Gorontalo, (ANTARAGORONTALO) - Jika musim ikan nike tiba, ternyata memberi dampak positif bagi nelayan dan penjual ikan musiman di Gorontalo, karena penghasilannya hingga Rp20 juta/harinya.

Seorang nelayan ikan nike di jalan mayor Dullah, Kota Gorontalo, Ismail, Selasa, mengatakan, saat musim angin timur seperti sekarang ini, tangkapan ikan nike atau duwo dalam bahasa Gorontalo, selalu banyak.

"Dalam musim nike yang terjadi pada musim angin timur seperti sekarang, dalam sehari saya mampu menghasilkan hingga Rp20 juta/hari, dengan mempekerjakan lima belas orang, dengan menggunakan dua perahu dan satu "tagahu" (jala untuk menangkap nike)," ungkap Ismail.

Ismail juga mengatakan bahwa, pendapatan penjualan ikan nike pada musim ini lebih banyak daripada bulan sebelumnya, yaitu Rp20 juta/hari dibandingkan bulan sebelumnya hanya Rp9 juta/hari.

"Namun dari Rp20 juta tersebut, saya masih harus membagi hasil penjualan tersebut kepada penjala nike serta orang yang khusus memindahkan nike dari perahu kedalam kotak penyimpanan dan karung," tambah Ismail.

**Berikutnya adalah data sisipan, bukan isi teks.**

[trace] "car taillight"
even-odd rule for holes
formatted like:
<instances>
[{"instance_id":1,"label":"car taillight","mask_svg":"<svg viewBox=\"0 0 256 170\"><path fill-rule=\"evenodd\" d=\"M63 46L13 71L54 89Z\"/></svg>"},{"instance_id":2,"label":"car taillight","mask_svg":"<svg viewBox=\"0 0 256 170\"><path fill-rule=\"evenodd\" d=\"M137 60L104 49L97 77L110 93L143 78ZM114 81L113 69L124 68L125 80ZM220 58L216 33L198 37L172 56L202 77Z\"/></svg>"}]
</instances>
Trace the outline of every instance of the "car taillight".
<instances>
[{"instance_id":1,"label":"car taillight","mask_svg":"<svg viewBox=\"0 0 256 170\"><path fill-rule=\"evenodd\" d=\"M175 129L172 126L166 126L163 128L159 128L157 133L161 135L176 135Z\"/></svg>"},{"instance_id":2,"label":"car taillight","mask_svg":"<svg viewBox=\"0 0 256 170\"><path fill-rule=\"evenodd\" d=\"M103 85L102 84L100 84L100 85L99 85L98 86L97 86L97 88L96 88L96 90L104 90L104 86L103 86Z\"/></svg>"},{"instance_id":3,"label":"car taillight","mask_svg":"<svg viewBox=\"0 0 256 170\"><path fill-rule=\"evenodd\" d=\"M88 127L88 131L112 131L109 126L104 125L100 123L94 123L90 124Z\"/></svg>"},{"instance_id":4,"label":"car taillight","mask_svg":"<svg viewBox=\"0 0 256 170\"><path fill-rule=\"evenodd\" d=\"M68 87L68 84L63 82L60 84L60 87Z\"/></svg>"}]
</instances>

Kusman, seorang pembeli ikan nike mengatakan, membeli nike untuk dijual kembali di pasar-pasar tradisional yang ada di Kota Gorontalo.

"Saya membeli nike seharga Rp400.00 untuk seember nike atau delapan puluh kaleng kecil, dan akan saya jual kembali seharga Rp5.000 hingga Rp15.000 per kalengnya, keuntungan yang saya dapatkan bisa mencapai Rp200.000 hingga Rp300.000 per ember," ungkap Kisman.

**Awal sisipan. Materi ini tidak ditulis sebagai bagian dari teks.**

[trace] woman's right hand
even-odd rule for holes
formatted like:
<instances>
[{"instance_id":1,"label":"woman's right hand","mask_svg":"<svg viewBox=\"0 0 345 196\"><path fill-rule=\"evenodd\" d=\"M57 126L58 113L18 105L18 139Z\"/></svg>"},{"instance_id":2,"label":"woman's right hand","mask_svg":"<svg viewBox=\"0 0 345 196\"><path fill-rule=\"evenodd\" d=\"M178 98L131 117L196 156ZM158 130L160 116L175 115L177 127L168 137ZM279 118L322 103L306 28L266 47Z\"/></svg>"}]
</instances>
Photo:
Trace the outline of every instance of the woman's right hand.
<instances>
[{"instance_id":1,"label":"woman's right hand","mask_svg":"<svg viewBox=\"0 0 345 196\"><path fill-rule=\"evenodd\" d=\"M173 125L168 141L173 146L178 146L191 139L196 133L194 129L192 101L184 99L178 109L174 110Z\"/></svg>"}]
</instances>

Nike biasanya muncul pada lima malam sebelum bulan di langit berakhir atau tiga malam dan tujuh malam. Pada saat bulan tinggal menyisakan satu malam, tangkapan nelayan biasa disebut "Biloa" atau nike dengan ukuran lebih kecil.

Namun ikan nike pada hari-hari terakhir ukurannya lebih kecil dan rasanya sedikit berbeda dengan nike pada hari-hari pertama.